I'm a carpenter (contractor).  I believe the work that mathematicians pursue is important.  I also like purdy things.


----------



## ambush80 (Dec 10, 2015)

StripeRR HunteRR said:


> I can't answer that, the purpose, for a machine any more than I can answer it for you. I can barely answer it for myself.
> 
> It would likely ponder the same things we do. The nature of the universe, even likely butting up into the question of theology. I would be very interested indeed if a true artificial intelligence came to the conclusion that there is a God and which one gets picked. Would it say "Creator" generally, or would it say God or Allah? Would it invent a new one? Would we not be its God?
> 
> Here's a different question, though; what gender or gender identity would it assign itself and how would it come to that conclusion? Sure, if it's modeled on a human brain, a la Halo, it would likely carry that forward as "given" information. But what if we created it from scratch?

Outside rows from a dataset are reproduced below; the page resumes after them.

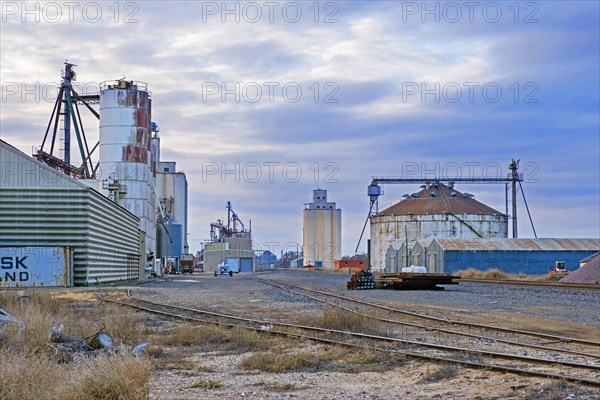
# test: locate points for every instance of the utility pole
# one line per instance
(514, 166)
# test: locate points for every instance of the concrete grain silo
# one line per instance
(437, 211)
(322, 231)
(126, 160)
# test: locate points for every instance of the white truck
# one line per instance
(186, 263)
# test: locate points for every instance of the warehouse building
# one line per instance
(236, 252)
(513, 256)
(40, 206)
(436, 211)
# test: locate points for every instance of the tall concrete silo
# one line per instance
(437, 211)
(322, 231)
(126, 161)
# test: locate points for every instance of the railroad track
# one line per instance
(531, 366)
(444, 326)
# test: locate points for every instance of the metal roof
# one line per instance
(520, 244)
(439, 199)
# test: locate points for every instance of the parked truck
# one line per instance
(186, 263)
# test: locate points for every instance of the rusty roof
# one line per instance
(521, 244)
(439, 199)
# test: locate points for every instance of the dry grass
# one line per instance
(207, 384)
(279, 387)
(337, 319)
(278, 362)
(35, 374)
(440, 373)
(343, 359)
(219, 337)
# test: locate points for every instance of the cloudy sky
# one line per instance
(261, 102)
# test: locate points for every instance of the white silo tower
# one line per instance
(126, 160)
(322, 231)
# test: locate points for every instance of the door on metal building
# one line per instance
(245, 265)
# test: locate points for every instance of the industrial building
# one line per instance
(110, 213)
(436, 211)
(231, 243)
(528, 256)
(322, 236)
(172, 191)
(41, 206)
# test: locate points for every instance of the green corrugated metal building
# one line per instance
(40, 206)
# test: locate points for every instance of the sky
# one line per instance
(261, 102)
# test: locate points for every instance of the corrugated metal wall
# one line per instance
(105, 238)
(512, 262)
(40, 206)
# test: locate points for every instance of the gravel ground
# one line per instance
(566, 311)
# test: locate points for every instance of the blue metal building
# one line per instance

I think it would quickly realize that We don't fit the definition of God.  An interesting question is what will an AI do when it learns about the concept of God?  I imagine that it would consider the sources of it, knowing full well the history of its inception/revelation (for the believers) and the philosophical arguments about it.  At that point it may decide that spending time to confirm God is pointless.  If it looks for God I imagine that it will try to use math or perhaps some other "sensory" system that it might have developed.

I can't see an AI needing a gender of itself.  It may, in the early stages of it's development assign itself one either for our benefit or as a meant to its own ends.


----------



## StriperrHunterr (Dec 10, 2015)

ambush80 said:


> I think it would quickly realize that We don't fit the definition of God.  An interesting question is what will an AI do when it learns about the concept of God?  I imagine that it would consider the sources of it, knowing full well the history of its inception/revelation (for the believers) and the philosophical arguments about it.  At that point it may decide that spending time to confirm God is pointless.  If it looks for God I imagine that it will try to use math or perhaps some other "sensory" system that it might have developed.
> 
> I can't see an AI needing a gender of itself.  It may, in the early stages of it's development assign itself one either for our benefit or as a meant to its own ends.



I don't see why an AI would limit itself to math, or other sensory systems. I think it would look at the question as a whole and ponder all inputs on it. Like I said a long while back, the fact that nearly every civilization has a creation story that, in general, can be considered to line up on certain details can be interpreted as evidence to support a creator, or support that humans across geographical separations all have the same need to explain the conundrum and that the answers given were done because a great many people believed and accepted it. Other notions, like the monkey mixer, were left out because they weren't accepted in great enough quantity. 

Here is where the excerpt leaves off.